Mahindra KUV100 K2+ Feedback - eNidhi India Travel Blog

Mahindra KUV100 K2+ Feedback

Mahindra’s KUV100 is a cute little car that has an SUV appeal and is targeted at those who can’t afford  buy a 10-12 lakh+ SUV but want a SUV like vehicle. KUV100 has a price tag ranging between 6 to 9 lakhs on road (approx)[Details]. I had done a short showroom test drive of this car years ago. Recently a slightly refined NXT version is launched. Last weekend I rented KUV100 from Zoomcar and drove around for about 100 kms. This was the cheapest K2+ Diesel variant. I felt the car warrants another review – hence this post, based on my 100 kms, 1 day experience in the rented Mahindra KUV1OO, which had about 25000 kms on the odo.
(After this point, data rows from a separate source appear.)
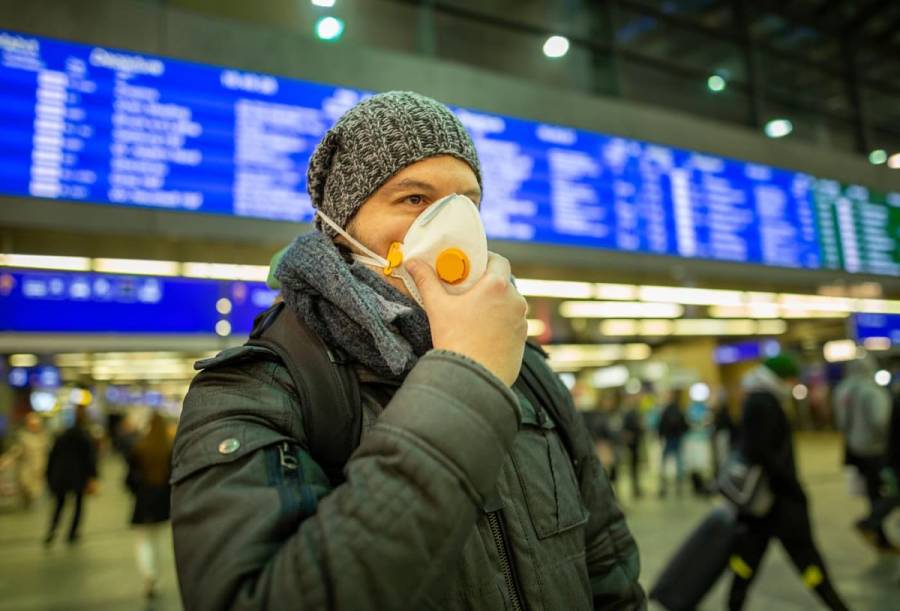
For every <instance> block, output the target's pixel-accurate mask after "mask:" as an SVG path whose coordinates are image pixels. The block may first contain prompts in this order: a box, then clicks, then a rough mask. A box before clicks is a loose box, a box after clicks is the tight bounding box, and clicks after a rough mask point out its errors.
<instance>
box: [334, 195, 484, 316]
mask: <svg viewBox="0 0 900 611" xmlns="http://www.w3.org/2000/svg"><path fill="white" fill-rule="evenodd" d="M318 215H319V217H320V218H321V219H322V220H323V221H324V222H325V223H326V224H328V226H330V227H331V228H332V229H334V230H335V231H336V232H337V233H339V234H340V235H342V236H344V238H346V239H347V241H348V242H349V243H350V244H351V246H352V247H353V248H354V249H355V250H356V251H357V252H356V253H354V254H353V258H354V259H356V260H357V261H359V262H360V263H364V264H366V265H371V266H373V267H377V268H380V269H381V271H382V272H383V273H384V275H385V276H391V277H394V278H398V279H400V280H401V281H402V282H403V284H404V286H406V288H407V289H408V290H409V292H410V294H411V295H412V296H413V298H414V299H415V300H416V301H417V302H418V303H419V305H422V298H421V296H420V295H419V289H418V287H417V286H416V283H415V281H414V280H413V279H412V277H411V276H410V275H409V272H407V271H406V269H405V268H404V267H403V263H404V262H405V261H409V260H410V259H419V260H422V261H424V262H426V263H427V264H428V265H430V266H431V267H432V269H434V271H435V273H436V274H437V276H438V278H440V279H441V281H442V282H443V283H444V285H445V288H446V289H447V291H448V292H451V293H462V292H465V291H467V290H468V289H469V288H471V287H472V285H473V284H475V283H476V282H478V280H479V279H480V278H481V277H482V276H483V275H484V273H485V271H486V270H487V259H488V250H487V236H486V235H485V232H484V225H483V224H482V222H481V216H480V215H479V213H478V208H477V207H476V206H475V204H474V203H472V200H470V199H469V198H468V197H466V196H465V195H457V194H455V193H453V194H452V195H448V196H447V197H444V198H441V199H439V200H438V201H436V202H434V203H433V204H431V205H430V206H428V207H427V208H425V210H423V211H422V212H421V213H420V214H419V216H418V217H416V220H415V221H413V224H412V225H411V226H410V228H409V230H408V231H407V232H406V235H405V236H404V237H403V242H393V243H392V244H391V245H390V247H389V248H388V252H387V254H386V256H385V257H382V256H381V255H379V254H377V253H375V252H373V251H372V250H370V249H369V248H367V247H366V246H365V245H364V244H362V243H360V242H359V240H357V239H356V238H354V237H353V236H351V235H350V234H348V233H347V232H346V231H344V229H342V228H341V227H338V225H337V224H336V223H334V222H333V221H332V220H331V219H329V218H328V217H327V216H325V215H324V214H322V212H321V211H320V212H318Z"/></svg>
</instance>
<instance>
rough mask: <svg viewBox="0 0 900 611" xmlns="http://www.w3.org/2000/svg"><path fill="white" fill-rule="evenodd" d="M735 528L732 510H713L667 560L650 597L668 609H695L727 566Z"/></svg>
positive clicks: (651, 590) (734, 521)
mask: <svg viewBox="0 0 900 611" xmlns="http://www.w3.org/2000/svg"><path fill="white" fill-rule="evenodd" d="M737 529H738V526H737V520H736V516H735V515H734V513H733V512H732V511H729V510H728V509H727V508H725V507H718V508H716V509H713V510H712V511H711V512H710V513H709V514H708V515H707V516H706V517H705V518H703V521H702V522H701V523H700V525H699V526H698V527H697V528H696V529H694V532H692V533H691V534H690V536H689V537H688V538H687V540H685V542H684V543H682V544H681V546H680V547H679V548H678V551H676V552H675V555H674V556H672V559H671V560H669V563H668V564H667V565H666V568H665V569H663V572H662V573H661V574H660V576H659V578H658V579H657V580H656V583H655V584H654V586H653V588H652V589H651V590H650V598H652V599H653V600H655V601H656V602H658V603H659V604H661V605H662V606H663V607H665V608H666V609H667V610H668V611H690V610H691V609H696V608H697V605H698V604H699V603H700V601H701V600H702V599H703V597H704V596H705V595H706V593H707V592H709V591H710V590H711V589H712V587H713V585H715V583H716V581H717V580H718V579H719V576H720V575H721V574H722V572H723V571H724V570H725V567H726V566H727V565H728V559H729V557H730V555H731V549H732V547H733V545H734V541H735V539H736V537H737Z"/></svg>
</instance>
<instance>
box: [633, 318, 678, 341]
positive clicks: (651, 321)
mask: <svg viewBox="0 0 900 611" xmlns="http://www.w3.org/2000/svg"><path fill="white" fill-rule="evenodd" d="M639 328H640V335H641V336H643V337H662V336H664V335H671V334H672V331H673V330H674V323H673V322H672V321H671V320H642V321H640V327H639Z"/></svg>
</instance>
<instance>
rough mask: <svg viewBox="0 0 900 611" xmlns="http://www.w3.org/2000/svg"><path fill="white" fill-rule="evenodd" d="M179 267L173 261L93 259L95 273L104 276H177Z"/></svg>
mask: <svg viewBox="0 0 900 611" xmlns="http://www.w3.org/2000/svg"><path fill="white" fill-rule="evenodd" d="M179 267H180V265H179V264H178V263H176V262H175V261H152V260H147V259H94V262H93V268H94V271H95V272H100V273H104V274H139V275H145V276H177V275H178V273H179V271H180V270H179Z"/></svg>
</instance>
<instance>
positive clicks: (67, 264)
mask: <svg viewBox="0 0 900 611" xmlns="http://www.w3.org/2000/svg"><path fill="white" fill-rule="evenodd" d="M0 265H4V266H6V267H24V268H29V269H58V270H65V271H70V272H86V271H89V270H90V269H91V260H90V259H88V258H87V257H53V256H50V257H48V256H44V255H3V254H0Z"/></svg>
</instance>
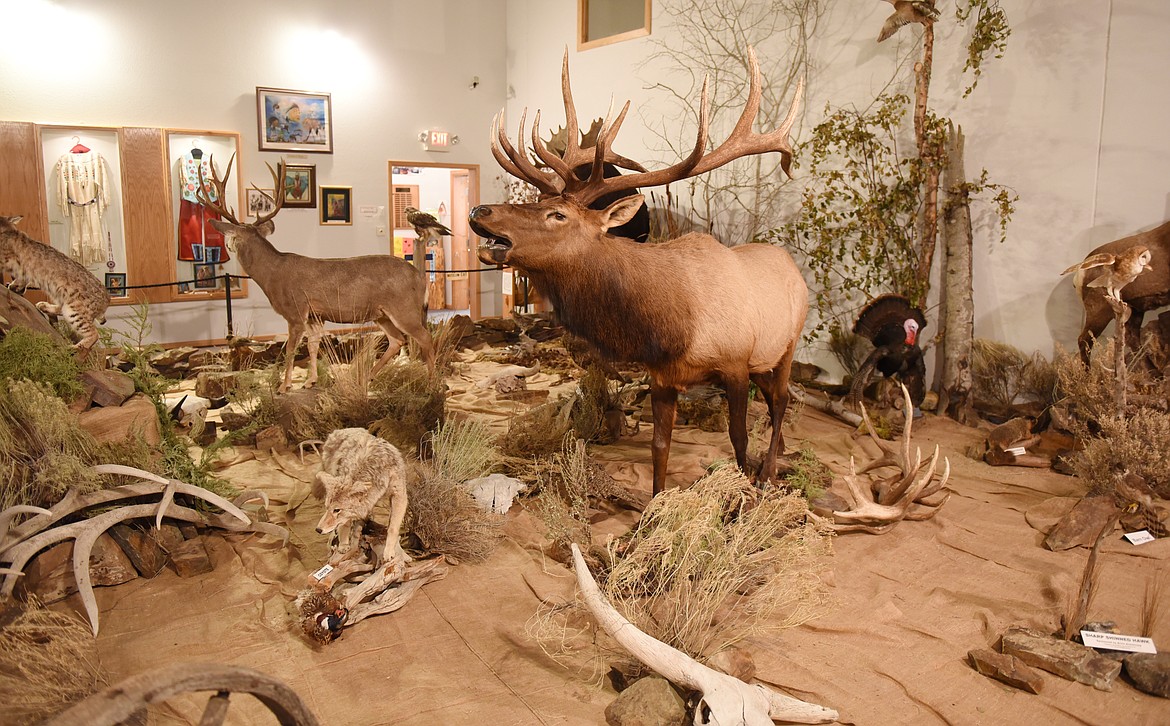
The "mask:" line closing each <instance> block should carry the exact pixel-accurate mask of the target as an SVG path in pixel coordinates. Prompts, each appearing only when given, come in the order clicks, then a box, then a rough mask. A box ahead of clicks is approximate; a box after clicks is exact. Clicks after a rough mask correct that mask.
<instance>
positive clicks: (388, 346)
mask: <svg viewBox="0 0 1170 726" xmlns="http://www.w3.org/2000/svg"><path fill="white" fill-rule="evenodd" d="M374 323H376V324H377V325H378V327H380V329H381V332H384V333H386V352H385V353H383V354H381V358H379V359H378V362H376V364H374V365H373V368H370V380H373V379H374V378H377V376H378V372H379V371H381V369H383V368H384V367H385V366H386V364H388V362H390V361H391V359H392V358H394V355H398V352H399V351H401V350H402V345H404V344H405V343H406V336H405V334H404V333H402V331H400V330H398V329H397V327H394V324H393V323H392V321H391V320H390V318H388V317H384V318H378V319H377V320H374Z"/></svg>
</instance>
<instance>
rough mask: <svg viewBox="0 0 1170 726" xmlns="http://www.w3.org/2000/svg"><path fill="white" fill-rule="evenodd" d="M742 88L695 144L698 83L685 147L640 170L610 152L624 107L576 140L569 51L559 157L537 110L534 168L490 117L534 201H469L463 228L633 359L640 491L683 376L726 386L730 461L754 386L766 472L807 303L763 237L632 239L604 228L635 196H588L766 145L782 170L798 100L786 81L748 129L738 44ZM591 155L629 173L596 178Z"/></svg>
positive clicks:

KUV100’s primary strength is its looks. From the outside, car looks inviting- high stance with a tall body and bumper, carefully crafted curves make it look bigger and SUV like. 170 mm ground clearance is at par with many other cars but at first look feels a lot. Nice headlamp assembly and front grill invite customers to consider this car than the competition. I don’t have any complaints on the exterior looks. Very well done by Mahindra. One small quick is the door handle design for rear door- slightly inconvenient position- this design is somehow adopted in many cars- Chevy Beat, New Maruti Swift etc- this design saves some cost for manufacturer but I find it bit inconveniently positioned- to twist your fist and try to open the door, compared to traditional position of door handle. But it is just my personal opinion.

The new 2018 NXT version gets more padding and slightly refreshed looks.

Let us get inside
One I drove was the K2+ variant, which is cheapest version K2 plus an airbag. It doesn’t get anything worth mentioning. No power windows, no airbags, no parking sensors, no central locking nothing. Owner of the car had added remote locking as an extra aftermarket fitting and an old fashioned stereo. Instrument cluster shows current gear, but doesn't show distance to empty, temperature, average fuel economy and such information pretty standard in current day cars.
One of the unique features of KUV100 is its missing central column and an extended middle seat in first row. This extra space can be used to seat a small kid (without the safety of a proper 3 point seatbelt though)- if you don’t want this you can go for 5 seat option.
The gear lever is moved up on to the dash. Not much of a problem. Driver will get used to it within sometime. But the hand brake is of different design compared to regular cars- needs to be pulled and twisted to engage, pull further, rotate and push back for release. (Tavera has similar hand brake).
Interiors are fine. KUV100 is tall, boxy and fairly spacious at par with most of the small cars. While head room is generous, KUV is still a small car, as far as leg room is considered. KUV100’s dimensions are few mm larger than most small cars in 5 to 7 lakh range but KUV is much smaller and less spacious if compared to proper compact SUVs like Ecosport or Nexon.
KUV100’s biggest weakness is its engine. The 1.2 litre, 3 pot engine doesn’t have lots of muscle to support the SUV looks of the car. The rental car was fitted with speed governor that limits the speed to 80 kmph. May be this contributed to my opinion.The KUV I was driving had only some 25000 kms on the odometer and its dials started acting bizarre when I was running 3/4th AC. Watch short video below [or watch on Youtube].

Once I stopped the engine and let it cool a bit then it sort of stopped behaving erratically, but only for a small distance. Eventually I had to ignore it- my trip was about to end- zoomcar won’t share any fleet executive number to discuss the car- calling the generic IVR and waiting for my turn was not an exciting proposition for me. Car was moving, so there was no immediate concerns. I could end my trip without any issues, but I guess KUV100 is not really as rugged and reliable as its proven big brothers like Scorpio. KUV's advertisement shows the car capable of crossing the streams, climbing mountains and such stuff- don't attempt that in reality- no 4x4 and not enough powerful engine- you will get stuck. The 14 inch tyres don't do justice to its looks. (expensive variants get 15 inch tyres)

I think I got an approximate fuel efficiency of 14.3 kmpl for the diesel. (Not a precise calculation- display dropped by 2 bars or 20% for the 100 kms I drove- 25% of 35 litre tank s about 7 litres. At this rate, KUV can have a range of about 500 kms before running dry.

There is a new NXT version in the market now, which has some minor design and interior improvements over the older KUV100. But Engine and core mechanics remain the same as earlier.

In the price bracket of 6 to 9 lakhs on road I don’t know if KUV100 is a great choice. For the on road price of K2- the cheapest variant, you will get top end variant of Tata Tiago. There're lots of premium hatchbacks and compact sedans in this price range with proven engines and more features. KUV has good looks, more utilitarian value (6 seats) and lots of headroom. But do cross check on the engine performance, reliability and maintenance aspects from some existing owners before making purchase decision.